Funded by The Heritage Lottery South West, this is the largest collection of oral testimonies of the women yet collated, digitised and made available to the public.
[33] Scary Little Girls then toured a pop-up Greenham exhibition co-produced with “The Heroine Collective” featuring question and answer sessions with some of the women who lived at the camp.
The exhibition also allowed visitors to listen to a soundscape while exploring a Greenham-inspired tent which contained a collage of pictures, banners and slogans from the archives.
[34][35][36][37] Scary Little Girls worked with Falmouth University students to create animations based on the experiences and stories recorded in the archives.

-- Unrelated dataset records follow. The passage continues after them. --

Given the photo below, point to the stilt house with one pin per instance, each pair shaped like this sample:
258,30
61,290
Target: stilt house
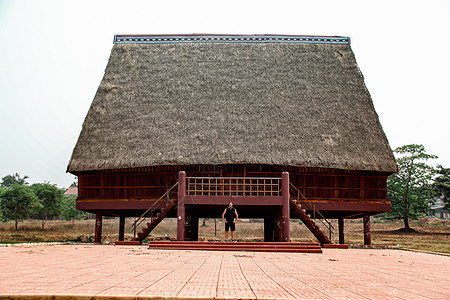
283,126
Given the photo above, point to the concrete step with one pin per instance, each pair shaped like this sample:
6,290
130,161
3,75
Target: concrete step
128,243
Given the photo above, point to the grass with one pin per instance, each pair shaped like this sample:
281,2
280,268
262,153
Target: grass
430,234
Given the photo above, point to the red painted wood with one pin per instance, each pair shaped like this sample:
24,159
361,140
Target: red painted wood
181,211
285,211
367,234
98,228
341,230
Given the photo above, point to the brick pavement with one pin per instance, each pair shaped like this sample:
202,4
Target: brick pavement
135,272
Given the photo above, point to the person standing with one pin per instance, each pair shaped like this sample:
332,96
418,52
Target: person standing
228,217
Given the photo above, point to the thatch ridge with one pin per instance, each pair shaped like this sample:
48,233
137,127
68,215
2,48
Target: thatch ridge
232,103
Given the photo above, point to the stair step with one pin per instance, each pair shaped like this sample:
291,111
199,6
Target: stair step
238,246
127,243
336,246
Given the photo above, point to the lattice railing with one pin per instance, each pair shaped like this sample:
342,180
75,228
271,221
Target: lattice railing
233,186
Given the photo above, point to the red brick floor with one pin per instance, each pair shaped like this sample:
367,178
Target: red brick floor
68,271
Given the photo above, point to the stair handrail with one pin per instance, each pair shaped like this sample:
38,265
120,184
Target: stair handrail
141,219
329,226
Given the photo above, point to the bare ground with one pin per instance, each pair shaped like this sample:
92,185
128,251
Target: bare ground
429,235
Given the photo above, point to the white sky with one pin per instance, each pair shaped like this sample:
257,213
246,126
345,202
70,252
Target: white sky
53,55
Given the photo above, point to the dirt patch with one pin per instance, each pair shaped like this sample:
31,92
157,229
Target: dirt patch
428,235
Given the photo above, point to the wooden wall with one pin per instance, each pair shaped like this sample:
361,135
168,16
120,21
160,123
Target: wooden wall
151,182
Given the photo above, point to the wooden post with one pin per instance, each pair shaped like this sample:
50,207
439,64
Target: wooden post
367,237
285,211
98,227
121,228
181,212
341,231
268,229
278,225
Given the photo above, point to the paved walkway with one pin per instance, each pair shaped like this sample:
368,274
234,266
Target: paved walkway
76,270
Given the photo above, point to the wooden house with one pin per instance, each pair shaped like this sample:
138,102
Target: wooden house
182,124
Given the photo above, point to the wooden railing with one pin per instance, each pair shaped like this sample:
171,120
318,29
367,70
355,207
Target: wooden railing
149,212
303,200
233,186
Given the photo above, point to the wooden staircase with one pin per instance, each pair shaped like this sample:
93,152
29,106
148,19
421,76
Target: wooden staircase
296,206
237,246
169,205
154,221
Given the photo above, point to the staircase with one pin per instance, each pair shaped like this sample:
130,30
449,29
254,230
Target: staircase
170,203
296,206
237,246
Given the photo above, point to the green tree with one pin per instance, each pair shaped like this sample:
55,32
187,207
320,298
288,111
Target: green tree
10,180
69,210
17,203
2,189
410,189
442,185
50,198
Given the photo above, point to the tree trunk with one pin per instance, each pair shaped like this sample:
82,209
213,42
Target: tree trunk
406,222
44,219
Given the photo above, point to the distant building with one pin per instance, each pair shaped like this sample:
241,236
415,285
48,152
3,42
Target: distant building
72,191
437,210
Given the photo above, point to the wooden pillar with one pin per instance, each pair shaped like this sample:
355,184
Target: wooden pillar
278,225
194,228
367,236
268,228
190,225
121,228
181,212
341,231
98,227
285,211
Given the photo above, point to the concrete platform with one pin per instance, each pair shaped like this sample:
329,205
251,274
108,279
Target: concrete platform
238,246
135,272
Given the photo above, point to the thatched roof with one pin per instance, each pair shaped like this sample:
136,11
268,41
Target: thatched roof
297,101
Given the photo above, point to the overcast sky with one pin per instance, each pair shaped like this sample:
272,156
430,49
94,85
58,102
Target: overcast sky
53,55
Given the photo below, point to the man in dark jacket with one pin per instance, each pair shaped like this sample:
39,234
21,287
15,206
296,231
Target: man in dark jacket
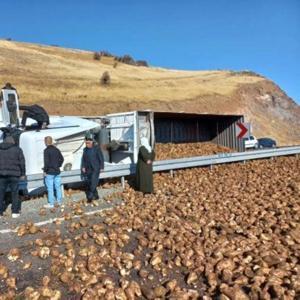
144,167
91,164
12,167
53,160
36,113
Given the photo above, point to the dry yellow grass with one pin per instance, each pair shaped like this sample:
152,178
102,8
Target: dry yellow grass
59,74
67,81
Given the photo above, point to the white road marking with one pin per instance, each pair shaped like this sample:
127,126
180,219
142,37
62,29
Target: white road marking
2,231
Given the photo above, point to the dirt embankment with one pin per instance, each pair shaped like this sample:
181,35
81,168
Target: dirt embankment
67,81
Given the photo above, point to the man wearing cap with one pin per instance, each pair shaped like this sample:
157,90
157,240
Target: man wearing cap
35,112
91,164
12,168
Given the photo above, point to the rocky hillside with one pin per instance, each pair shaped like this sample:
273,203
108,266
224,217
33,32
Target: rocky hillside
67,81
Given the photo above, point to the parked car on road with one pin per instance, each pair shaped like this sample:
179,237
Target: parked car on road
266,143
251,142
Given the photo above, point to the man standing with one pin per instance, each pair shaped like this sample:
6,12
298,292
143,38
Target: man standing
36,113
91,164
12,168
53,160
144,167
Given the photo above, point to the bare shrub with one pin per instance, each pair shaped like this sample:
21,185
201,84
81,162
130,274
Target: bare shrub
97,56
105,79
142,63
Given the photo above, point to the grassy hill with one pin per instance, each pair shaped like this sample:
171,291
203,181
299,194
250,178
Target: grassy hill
67,81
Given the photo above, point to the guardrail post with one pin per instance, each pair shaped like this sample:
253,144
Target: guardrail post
123,182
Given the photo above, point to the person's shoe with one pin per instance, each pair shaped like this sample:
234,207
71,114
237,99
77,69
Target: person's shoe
48,205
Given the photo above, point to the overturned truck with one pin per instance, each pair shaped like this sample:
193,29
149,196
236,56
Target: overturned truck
117,134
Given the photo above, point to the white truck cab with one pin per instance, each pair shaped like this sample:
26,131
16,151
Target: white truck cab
251,142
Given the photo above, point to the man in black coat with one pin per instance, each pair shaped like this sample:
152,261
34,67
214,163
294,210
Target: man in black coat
12,167
91,164
53,160
36,113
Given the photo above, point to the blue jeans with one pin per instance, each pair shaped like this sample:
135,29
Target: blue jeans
53,181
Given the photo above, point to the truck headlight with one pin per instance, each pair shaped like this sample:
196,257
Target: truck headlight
68,167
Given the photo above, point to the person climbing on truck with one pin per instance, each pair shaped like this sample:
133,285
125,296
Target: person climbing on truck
35,112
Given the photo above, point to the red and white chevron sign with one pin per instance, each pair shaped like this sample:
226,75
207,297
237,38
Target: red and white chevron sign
242,130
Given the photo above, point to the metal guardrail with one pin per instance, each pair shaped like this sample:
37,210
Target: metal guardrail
37,180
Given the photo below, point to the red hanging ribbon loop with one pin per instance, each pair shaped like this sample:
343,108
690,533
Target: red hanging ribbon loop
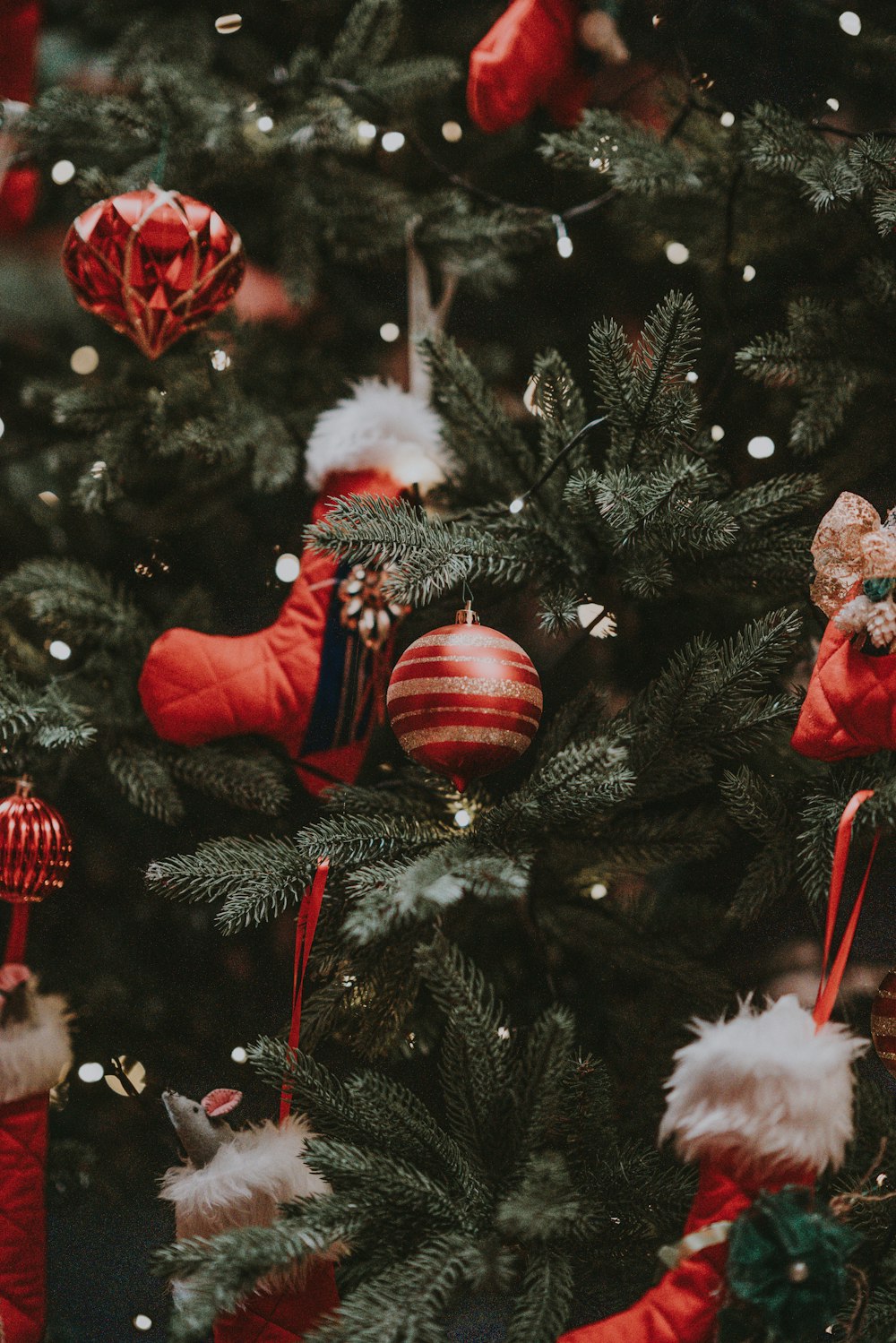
831,976
306,930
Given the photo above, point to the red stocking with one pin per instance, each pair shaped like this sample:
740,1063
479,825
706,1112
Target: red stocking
34,1055
309,681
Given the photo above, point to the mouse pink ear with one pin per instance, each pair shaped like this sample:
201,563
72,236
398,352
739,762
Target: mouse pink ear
220,1101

[39] In 2016, Scary Little Girls embarked on a year of community-centred events celebrating the 200th birthday of Anna Maria Fox, one of Falmouth’s foremost historic figures and founder of The Poly.

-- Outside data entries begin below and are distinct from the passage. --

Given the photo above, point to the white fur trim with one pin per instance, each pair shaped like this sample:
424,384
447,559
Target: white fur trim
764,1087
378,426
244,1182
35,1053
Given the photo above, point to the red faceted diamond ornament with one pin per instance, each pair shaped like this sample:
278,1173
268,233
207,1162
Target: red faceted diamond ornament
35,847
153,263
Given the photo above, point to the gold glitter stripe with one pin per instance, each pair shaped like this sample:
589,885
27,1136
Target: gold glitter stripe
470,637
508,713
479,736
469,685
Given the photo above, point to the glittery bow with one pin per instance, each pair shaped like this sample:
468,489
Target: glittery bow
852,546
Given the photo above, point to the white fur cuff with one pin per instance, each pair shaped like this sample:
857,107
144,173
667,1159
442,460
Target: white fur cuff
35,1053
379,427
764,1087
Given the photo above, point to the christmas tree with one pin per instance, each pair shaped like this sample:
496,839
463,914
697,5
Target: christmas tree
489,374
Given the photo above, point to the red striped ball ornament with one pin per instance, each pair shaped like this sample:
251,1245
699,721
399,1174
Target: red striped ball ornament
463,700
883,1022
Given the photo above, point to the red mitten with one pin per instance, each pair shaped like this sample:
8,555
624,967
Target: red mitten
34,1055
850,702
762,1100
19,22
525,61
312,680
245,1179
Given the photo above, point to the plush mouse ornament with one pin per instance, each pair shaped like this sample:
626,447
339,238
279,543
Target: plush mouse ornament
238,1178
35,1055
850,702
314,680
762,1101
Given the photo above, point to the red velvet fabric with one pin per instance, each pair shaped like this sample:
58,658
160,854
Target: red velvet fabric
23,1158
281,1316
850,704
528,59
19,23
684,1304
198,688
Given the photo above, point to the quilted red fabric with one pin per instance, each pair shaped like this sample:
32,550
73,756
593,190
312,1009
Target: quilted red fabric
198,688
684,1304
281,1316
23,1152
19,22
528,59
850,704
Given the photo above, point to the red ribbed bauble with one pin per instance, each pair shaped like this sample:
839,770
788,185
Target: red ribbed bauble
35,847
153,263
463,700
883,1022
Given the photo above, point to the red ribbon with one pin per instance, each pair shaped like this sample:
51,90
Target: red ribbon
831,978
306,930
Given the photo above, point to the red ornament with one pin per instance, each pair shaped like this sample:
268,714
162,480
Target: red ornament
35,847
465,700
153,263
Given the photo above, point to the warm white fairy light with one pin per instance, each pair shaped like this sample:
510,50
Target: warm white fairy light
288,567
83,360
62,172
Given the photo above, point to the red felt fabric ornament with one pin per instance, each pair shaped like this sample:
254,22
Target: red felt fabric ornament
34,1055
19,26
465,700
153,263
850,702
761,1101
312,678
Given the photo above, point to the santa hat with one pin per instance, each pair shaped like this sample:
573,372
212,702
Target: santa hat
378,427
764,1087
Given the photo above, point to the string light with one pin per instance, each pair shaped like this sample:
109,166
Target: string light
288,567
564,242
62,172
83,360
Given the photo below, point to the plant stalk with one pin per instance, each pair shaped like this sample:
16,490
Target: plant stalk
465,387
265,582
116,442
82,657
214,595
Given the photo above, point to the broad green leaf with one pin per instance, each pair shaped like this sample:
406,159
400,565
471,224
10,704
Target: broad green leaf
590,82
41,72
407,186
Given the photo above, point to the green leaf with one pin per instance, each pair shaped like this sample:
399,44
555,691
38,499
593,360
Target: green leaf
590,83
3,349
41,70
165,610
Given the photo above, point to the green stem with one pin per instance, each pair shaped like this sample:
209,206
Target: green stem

The project gathered oral testimonies from members of the Fox family, local residents with ties to Anna Maria's legacy, and people associated with the gardens, arts school buildings and societies she founded.
These histories were then commemorated around the time with special blue fox plaques, linked together into a heritage trail by an app developed in partnership with Falmouth Arts School and University.

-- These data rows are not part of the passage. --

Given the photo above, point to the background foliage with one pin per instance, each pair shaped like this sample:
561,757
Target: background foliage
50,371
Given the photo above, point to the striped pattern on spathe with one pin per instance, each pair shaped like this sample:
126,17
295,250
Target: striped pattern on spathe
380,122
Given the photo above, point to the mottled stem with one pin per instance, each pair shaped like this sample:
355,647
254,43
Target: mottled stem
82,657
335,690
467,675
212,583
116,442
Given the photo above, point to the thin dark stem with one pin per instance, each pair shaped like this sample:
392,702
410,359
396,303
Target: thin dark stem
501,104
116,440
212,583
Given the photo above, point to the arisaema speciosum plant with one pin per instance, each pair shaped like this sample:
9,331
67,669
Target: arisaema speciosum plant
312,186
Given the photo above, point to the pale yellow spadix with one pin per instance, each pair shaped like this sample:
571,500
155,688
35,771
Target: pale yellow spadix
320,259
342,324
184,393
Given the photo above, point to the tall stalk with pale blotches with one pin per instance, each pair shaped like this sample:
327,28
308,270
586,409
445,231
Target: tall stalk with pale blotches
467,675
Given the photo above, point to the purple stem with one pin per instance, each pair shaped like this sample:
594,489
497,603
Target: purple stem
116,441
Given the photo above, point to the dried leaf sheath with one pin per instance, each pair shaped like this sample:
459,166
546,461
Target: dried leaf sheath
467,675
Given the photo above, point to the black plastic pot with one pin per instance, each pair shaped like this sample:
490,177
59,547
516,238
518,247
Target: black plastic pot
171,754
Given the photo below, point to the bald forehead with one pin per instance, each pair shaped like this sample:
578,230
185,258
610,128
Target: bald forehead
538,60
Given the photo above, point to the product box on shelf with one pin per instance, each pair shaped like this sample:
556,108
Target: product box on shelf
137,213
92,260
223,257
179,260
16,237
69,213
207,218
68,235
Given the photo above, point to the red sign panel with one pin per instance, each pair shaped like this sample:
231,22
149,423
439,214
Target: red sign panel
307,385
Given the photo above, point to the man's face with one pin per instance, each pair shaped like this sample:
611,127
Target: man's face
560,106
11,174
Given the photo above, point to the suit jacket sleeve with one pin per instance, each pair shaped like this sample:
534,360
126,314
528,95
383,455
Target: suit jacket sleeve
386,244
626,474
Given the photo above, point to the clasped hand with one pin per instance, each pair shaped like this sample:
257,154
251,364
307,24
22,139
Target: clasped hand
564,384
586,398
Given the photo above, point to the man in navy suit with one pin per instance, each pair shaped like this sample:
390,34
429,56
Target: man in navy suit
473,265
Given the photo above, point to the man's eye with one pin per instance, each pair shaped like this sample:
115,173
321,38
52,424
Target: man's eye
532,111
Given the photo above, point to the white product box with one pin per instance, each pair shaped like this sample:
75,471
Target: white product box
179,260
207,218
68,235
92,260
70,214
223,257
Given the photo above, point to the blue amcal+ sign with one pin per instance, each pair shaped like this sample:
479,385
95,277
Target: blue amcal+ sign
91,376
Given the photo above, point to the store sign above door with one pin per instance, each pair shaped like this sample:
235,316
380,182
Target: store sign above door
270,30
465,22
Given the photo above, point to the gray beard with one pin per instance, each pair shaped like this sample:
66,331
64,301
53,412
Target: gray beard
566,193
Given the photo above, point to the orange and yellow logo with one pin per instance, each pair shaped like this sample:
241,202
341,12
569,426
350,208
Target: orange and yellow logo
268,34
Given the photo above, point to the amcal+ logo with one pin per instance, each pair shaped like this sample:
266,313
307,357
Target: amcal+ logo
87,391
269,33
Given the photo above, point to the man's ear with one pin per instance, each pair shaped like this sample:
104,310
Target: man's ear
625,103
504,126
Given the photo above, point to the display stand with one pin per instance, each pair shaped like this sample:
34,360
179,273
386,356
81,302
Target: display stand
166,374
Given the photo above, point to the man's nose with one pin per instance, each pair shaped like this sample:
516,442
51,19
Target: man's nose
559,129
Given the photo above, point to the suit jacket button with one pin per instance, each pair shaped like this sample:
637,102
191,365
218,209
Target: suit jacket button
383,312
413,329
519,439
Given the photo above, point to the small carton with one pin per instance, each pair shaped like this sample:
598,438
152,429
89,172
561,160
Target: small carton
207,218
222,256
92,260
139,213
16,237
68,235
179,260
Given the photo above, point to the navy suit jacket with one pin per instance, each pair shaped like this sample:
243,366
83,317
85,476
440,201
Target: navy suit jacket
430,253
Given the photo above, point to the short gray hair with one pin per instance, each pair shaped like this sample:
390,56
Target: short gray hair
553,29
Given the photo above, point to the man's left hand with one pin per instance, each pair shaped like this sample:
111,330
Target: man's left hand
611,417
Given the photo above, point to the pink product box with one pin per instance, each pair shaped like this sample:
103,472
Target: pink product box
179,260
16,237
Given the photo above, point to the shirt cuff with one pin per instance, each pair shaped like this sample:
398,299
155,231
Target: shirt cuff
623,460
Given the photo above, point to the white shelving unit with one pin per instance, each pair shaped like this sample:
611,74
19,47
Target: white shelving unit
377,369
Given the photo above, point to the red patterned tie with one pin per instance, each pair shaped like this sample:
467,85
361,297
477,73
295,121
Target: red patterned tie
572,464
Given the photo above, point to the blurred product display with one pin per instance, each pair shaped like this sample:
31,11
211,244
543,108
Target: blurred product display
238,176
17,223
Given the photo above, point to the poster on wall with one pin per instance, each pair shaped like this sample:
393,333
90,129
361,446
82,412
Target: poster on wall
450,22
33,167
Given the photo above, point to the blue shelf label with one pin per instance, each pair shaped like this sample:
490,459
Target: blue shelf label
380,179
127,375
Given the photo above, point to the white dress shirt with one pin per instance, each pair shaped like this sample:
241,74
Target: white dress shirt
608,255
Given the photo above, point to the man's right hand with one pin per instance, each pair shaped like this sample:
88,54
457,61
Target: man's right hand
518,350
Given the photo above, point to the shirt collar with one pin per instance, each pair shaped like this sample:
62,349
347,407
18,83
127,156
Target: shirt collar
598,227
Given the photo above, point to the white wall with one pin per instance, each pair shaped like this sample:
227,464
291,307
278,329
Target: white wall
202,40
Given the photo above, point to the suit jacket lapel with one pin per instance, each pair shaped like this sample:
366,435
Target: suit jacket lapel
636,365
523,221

[40][41] In 2013, Scary Little Girls won an award from the National Institute of Adult Continuing Education (NIACE) for Wild Woman's Hour.
It was jointly created by Scary Little Girls and Radio St. Austell Bay to give women a platform to discuss their experiences and help them develop new skills.
In 2017, Scary Little Girls began developing Truth Before Everything, which explored the life of Josephine Butler, the Victorian sexual health and women’s rights campaigner, through a modern lens.